Egad, a Cabbage Feed

Since I just ate it for dinner, I'll note that this New York Times recipe for stewed lentils with cabbage has been a reliably delicious go-to for Kyle and me over the past half-year. Other than the fact that eating it never makes us want to eat less of it in the near future, the most magical part seems to be how savory the stew turns out despite the short list of stuff that goes into it -- onions, garlic, lentils, potatoes, bay leaf, chili. It keeps well for a couple of days (though we haven't tried freezing it) and is easy enough to throw together on a weeknight, so: Highly recommended. If you like to eat animal products and want more caloric content I further recommend Kyle's innovation, which is to top each serving with an ounce of freshly grated Romano cheese. It's habit-forming stuff.

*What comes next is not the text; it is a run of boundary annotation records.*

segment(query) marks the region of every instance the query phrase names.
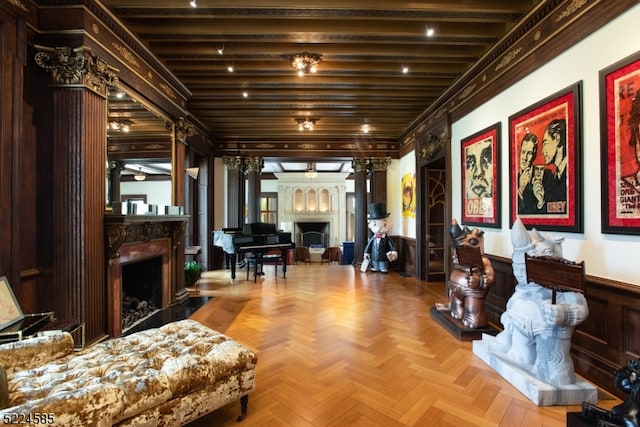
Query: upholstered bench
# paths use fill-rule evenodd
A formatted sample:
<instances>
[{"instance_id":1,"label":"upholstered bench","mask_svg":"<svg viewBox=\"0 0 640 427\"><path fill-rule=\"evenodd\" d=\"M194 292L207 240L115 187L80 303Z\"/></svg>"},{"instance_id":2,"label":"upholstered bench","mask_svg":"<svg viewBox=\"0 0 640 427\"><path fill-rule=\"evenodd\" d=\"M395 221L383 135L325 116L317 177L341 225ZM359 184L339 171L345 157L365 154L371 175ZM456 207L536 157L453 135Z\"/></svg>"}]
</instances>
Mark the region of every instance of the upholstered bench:
<instances>
[{"instance_id":1,"label":"upholstered bench","mask_svg":"<svg viewBox=\"0 0 640 427\"><path fill-rule=\"evenodd\" d=\"M77 353L68 333L4 344L8 406L0 420L46 414L60 426L177 426L235 400L242 419L256 362L251 349L193 320Z\"/></svg>"}]
</instances>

(The NY Times link above requires registration, so here's a link to the recipe on Epicurious that doesn't.)


Blogger Pete said...

Is the title a fake palindrome, or is that just me?

7/15/2009 9:05 PM  
Blogger Jack said...

It's middle-school music-class-worksheet-style nonsense -- things you can spell with the notes of the scale. Didn't Ms. Bauer make you fill those out, too?

Nate, you should have extended it into German notation and called it a Badass Cabbage Hash.